EVトラクションモータ事業においては、激しい価格競争の進展によって健全な競争環境が失われつつある中国EV市場では他社に先駆けていち早く収益性最優先へ戦略転換を行いました。中国EV市場の競争に対応するための開発や部品調達の更なる現地化により着実な収益改善を実現していきます。また欧州ではStellantis社との合弁会社であるニデックPSAイーモーターズにおいて、当社車載事業部との協業を強化し2024年度の連結化に際して垂直立上げを目指します。これらにより中長期的な電動化シフトの波を確実に捉えていきます。
③家電・商業・産業用
現在、世界の電力使用量の約半分をモータが占めていると言われており、特に産業用モータによる消費量が大きいことから、より高効率なモータへの置き換えが急務となっております。当社は家電関連では、洗濯機、乾燥機、食洗機用モータや冷蔵庫用のコンプレッサー及びコンプレッサー用のモータ等を手掛けており、効率に優れるブラシレスDCモータへの需要の更なる高まりが今後期待されます。又、家電需要の新興国への拡大も中期的に期待されます。商業部門ではエアコン向けモータやECの配送センターで使用されるロボット向けのモジュール等を提供しており、産業部門では農業、ガス、鉱業、上下水道、海洋といったマーケットを中心に事業を展開しております。特に、建設機械向けやデータセンター向けの発電機の需要が増大しておりビジネスの拡大が見込まれます。また各国の発電・送電事業者に向けたバッテリーエネルギー貯蔵システム(BESS)の需要も高まっています。再生可能エネルギーの増加とともに、当社BESS関連ビジネスは大きな成長が期待されます。ブラジルの航空機メーカーEMBRAER社との合弁会社を設立したeVTOL(電動垂直離着陸機)向けモータも今後移動インフラの変化と共に成長が期待される分野です。
④機械装置他
世界的な課題となっている労働人口不足への対応として、中国を中心にFA(ファクトリーオートメーション)需要が高まっています。「ロボット活用の広がり」を背景に拡大傾向にある小型ロボット基幹部品(減速機)の需要を確実に獲得するため、減速機関連製品のモジュール化を加速し高付加価値製品の供給により、グローバルシェア拡大を徹底推進し売上拡大を図ります。更に当社は、工作機械事業分野でも買収を積極的に進めており、買収した会社の収益性も、短期間で大幅に改善しております。プレス機械事業同様、買収により製品ラインアップを揃え、収益改善活動を進めてゆくことにより、工作機械事業は今後も更なる成長が見込まれます。
⑤M&A
上記の目標を達成するために、精密小型モータでは、2018年11月にベイパーチャンバーを中心としたサーマルソリューション製品を持つCCI社(現 ニデックCCI)を買収しました。当社の既存技術であるファンモータを中心とした冷却技術と組み合わせて、より付加価値の高いサーマルソリューションを提供していきます。

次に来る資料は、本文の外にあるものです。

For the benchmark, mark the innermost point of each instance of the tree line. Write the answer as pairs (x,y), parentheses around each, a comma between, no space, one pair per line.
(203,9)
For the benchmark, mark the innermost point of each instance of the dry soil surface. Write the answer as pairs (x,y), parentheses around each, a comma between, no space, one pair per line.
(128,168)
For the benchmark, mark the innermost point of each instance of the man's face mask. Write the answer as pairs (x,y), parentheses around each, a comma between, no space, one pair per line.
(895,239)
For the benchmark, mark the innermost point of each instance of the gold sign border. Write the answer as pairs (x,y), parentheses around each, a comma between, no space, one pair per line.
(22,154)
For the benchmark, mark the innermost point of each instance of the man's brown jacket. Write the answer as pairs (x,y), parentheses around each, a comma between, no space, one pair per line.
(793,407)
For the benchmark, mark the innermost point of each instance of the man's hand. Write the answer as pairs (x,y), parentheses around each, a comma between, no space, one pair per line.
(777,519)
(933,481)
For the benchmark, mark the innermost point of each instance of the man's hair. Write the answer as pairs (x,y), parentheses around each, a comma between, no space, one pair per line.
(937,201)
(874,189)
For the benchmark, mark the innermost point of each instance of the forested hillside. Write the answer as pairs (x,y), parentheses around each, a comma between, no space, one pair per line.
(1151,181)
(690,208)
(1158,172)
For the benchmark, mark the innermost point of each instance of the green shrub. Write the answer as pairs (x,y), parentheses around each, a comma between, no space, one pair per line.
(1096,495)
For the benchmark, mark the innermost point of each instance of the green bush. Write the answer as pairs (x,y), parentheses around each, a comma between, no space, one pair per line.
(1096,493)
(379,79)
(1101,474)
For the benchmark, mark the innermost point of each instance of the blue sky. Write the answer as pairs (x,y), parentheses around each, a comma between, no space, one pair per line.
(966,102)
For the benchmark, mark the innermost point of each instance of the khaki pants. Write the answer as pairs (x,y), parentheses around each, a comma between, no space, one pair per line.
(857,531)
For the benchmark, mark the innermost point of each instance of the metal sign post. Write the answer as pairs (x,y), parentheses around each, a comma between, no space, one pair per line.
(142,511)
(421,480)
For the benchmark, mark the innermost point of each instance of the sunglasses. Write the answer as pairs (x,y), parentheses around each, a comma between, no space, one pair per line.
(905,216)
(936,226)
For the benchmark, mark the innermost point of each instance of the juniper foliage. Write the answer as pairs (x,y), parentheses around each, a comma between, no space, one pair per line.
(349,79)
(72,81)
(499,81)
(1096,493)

車載では2019年10月に電子制御ユニット(ECU)の技術をもつオムロンオートモーティブエレクトロニクス株式会社(現 ニデックモビリティ)を買収しました。ニデックエレシスが持つECUのキャパシティを増強するとともに、当社既存の車載モータとのシナジー効果を追求します。
家電・商業・産業用では、2019年7月に冷蔵庫用コンプレッサーの技術をもつエンブラコ社を買収しました。当社の既存技術であるコンプレッサー用モータと組み合わせて、より省エネ性能に長ける冷蔵庫の実現に貢献します。
機器装置他では、2021年8月に高精度・高効率の歯車加工技術を持つ三菱重工工作機械株式会社(現 ニデックマシンツール)を買収し工作機械事業に参入して以降、2022年2月にマシニングセンタの老舗であるOKK株式会社(現 ニデックオーケーケー)、2023年2月に横中ぐり盤の世界トップメーカーであるPAMA社、2023年12月に旋盤の専門メーカーである株式会社TAKISAWAを買収しました。これら一連の買収により製品ラインアップの拡充と海外市場の強化を実現しました。